Миролюбиво балагуря, перекидываясь ничего не значащими фразами, они неспешно расселись по облюбованным вчера местам и словно сразу превратились в других людей. Егор Тимофеевич, неожиданно ощутив в себе эту перемену, мельком глянув на Демида, заметил, что и сотник приосанился и стал важнее. «Эвон что заботы с людьми способны сотворить. Восседаем будто бояре именитые на совете у великого князя», — усмехнувшись, подумал воевода и, отогнав посторонние мысли, спросил у сотоварищей как можно бодрее:
— Ну, что, начнем наше дело?
— Раньше начнем, может, управимся поскорее, — поддержал его Демид.

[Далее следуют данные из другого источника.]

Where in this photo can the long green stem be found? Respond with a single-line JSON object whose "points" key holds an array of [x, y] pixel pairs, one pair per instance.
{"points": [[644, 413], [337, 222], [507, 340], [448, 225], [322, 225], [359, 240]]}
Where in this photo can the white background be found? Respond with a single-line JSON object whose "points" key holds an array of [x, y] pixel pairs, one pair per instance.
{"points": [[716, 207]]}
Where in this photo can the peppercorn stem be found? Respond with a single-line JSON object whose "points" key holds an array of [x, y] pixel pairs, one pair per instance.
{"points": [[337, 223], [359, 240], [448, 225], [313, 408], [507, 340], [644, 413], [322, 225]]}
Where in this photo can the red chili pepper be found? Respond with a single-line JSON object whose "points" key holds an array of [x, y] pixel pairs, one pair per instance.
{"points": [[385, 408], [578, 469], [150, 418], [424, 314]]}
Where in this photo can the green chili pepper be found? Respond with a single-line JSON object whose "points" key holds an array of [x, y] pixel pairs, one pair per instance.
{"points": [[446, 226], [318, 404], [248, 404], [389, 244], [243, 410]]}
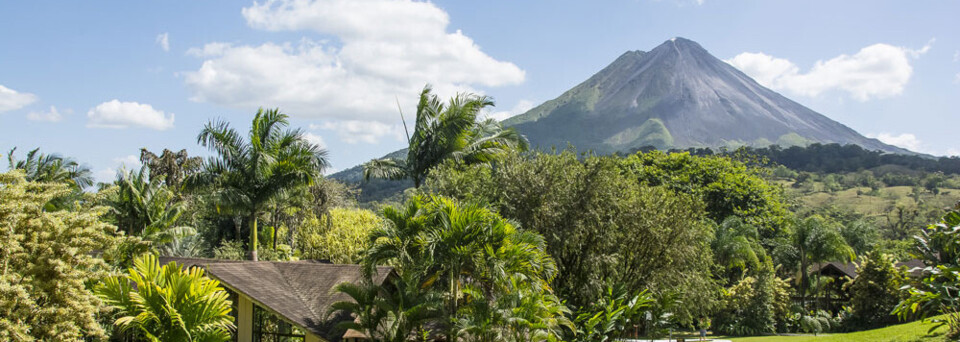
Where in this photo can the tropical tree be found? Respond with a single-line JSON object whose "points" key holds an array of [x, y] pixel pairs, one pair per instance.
{"points": [[939, 248], [169, 302], [173, 167], [612, 315], [51, 168], [47, 259], [144, 206], [447, 131], [246, 175], [736, 247], [472, 258], [875, 292], [816, 242], [395, 313], [600, 225]]}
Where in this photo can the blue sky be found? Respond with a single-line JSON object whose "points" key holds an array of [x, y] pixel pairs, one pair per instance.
{"points": [[98, 80]]}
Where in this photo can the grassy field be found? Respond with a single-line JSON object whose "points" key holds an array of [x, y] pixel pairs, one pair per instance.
{"points": [[873, 205], [914, 331]]}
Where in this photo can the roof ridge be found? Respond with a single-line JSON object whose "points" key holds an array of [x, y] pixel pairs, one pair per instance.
{"points": [[296, 290]]}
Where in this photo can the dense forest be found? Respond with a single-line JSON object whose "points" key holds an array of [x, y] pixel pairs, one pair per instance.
{"points": [[490, 241]]}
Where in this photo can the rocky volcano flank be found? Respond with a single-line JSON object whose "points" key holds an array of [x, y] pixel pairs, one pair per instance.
{"points": [[678, 95]]}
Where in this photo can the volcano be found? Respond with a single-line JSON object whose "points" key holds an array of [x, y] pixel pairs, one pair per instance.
{"points": [[678, 95]]}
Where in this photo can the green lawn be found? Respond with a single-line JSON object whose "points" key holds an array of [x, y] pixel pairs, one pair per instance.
{"points": [[914, 331]]}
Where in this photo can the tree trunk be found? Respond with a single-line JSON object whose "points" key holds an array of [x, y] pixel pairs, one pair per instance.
{"points": [[803, 285], [253, 239]]}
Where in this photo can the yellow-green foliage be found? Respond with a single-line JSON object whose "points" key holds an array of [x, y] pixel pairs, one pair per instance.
{"points": [[169, 303], [340, 237], [726, 186], [910, 332], [46, 261]]}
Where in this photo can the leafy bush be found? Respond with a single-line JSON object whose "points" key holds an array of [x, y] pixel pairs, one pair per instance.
{"points": [[340, 237], [169, 303], [48, 259], [939, 248], [875, 292], [752, 306], [613, 314], [601, 225]]}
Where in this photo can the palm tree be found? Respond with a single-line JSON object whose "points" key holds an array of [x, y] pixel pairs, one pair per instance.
{"points": [[394, 313], [51, 168], [174, 167], [447, 131], [145, 206], [735, 245], [816, 242], [169, 303], [248, 174]]}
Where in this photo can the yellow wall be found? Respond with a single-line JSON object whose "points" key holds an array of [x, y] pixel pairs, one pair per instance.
{"points": [[244, 319]]}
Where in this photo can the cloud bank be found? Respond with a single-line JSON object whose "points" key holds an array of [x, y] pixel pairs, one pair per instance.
{"points": [[383, 50], [12, 100]]}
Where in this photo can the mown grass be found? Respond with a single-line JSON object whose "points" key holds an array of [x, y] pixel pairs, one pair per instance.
{"points": [[873, 204], [908, 332]]}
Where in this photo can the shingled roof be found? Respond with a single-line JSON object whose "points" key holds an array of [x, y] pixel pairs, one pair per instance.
{"points": [[298, 291], [849, 269]]}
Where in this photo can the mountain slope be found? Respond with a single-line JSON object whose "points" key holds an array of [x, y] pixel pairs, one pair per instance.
{"points": [[678, 96]]}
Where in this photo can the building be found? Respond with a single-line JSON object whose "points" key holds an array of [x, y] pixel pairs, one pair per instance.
{"points": [[284, 301]]}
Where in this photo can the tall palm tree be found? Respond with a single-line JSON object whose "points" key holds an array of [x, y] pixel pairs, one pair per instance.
{"points": [[463, 251], [51, 168], [735, 245], [174, 167], [247, 174], [169, 303], [817, 242], [447, 131], [394, 313]]}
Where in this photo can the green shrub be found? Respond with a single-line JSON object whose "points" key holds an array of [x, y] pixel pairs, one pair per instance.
{"points": [[340, 237], [875, 292]]}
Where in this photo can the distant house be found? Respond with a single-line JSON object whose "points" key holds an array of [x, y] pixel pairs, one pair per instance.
{"points": [[849, 269], [284, 301]]}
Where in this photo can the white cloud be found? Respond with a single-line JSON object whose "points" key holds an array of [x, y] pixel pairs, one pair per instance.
{"points": [[911, 142], [876, 71], [12, 100], [905, 140], [315, 139], [53, 115], [128, 162], [116, 114], [354, 131], [383, 49], [521, 107], [109, 174], [163, 40], [105, 175]]}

— Эх, Демидушка, твоими устами да мед пить! Как бы не заночевать тута, — ответил воевода.
— Это ты точно подметил, Егор Тимофеевич, денек сегодня у нас, вправду, длинным быть обещает, — сказал Самоха и обратился к стоящему в дверном проему стражнику: — Давай-ка, дружок, веди-ка из поруба любого, на кого твой взгляд упадет. Нынче выбирать не будем.
После ночи, проведенной в холодном порубе, бывшие ватажники хоть и страшились допросов, но с заметным удовольствием входили в теплое помещение. Там, как они знали от своих товарищей, пока никого не подвергли истязаниям, для которых в избе, кажется, и не было ничего приготовлено. Разговоров никто из оказавшихся в плену не опасался, тем более каждый считал, что особо тяжких проступков за ним не водится.
То ли от желания выгородить себя, то ли разомлев в тепле и желая отсрочить возвращение в холодный поруб, пленные говорили почти без умолку и даже, не ожидая вопросов, кажется, рассказывали все, что знали о других, лишь вынужденно добавляли кое-что и о себе. Картина из их рассказов складывалась удивительная: выходило, что каждый только лишь свое не отдавал людям, которых ограбили другие ватажники.
При упоминании о Кузьке Косом многие заметно мрачнели, некоторые начинали отвечать на вопросы с явной неохотой, но были и такие, кто едва ли не слезу пускали и благодарили князя и его дружинников за спасение от этого страшного душегуба, из-за которого они под страхом неминуемой расправы не могли покинуть ватагу. Что это на самом деле так, сомневаться не приходилось: несколько пленных, среди которых были мужики явно не из слабого десятка, со слезами на глазах рассказывали о подобных расправах с теми, кто чем-то не угодил главарю.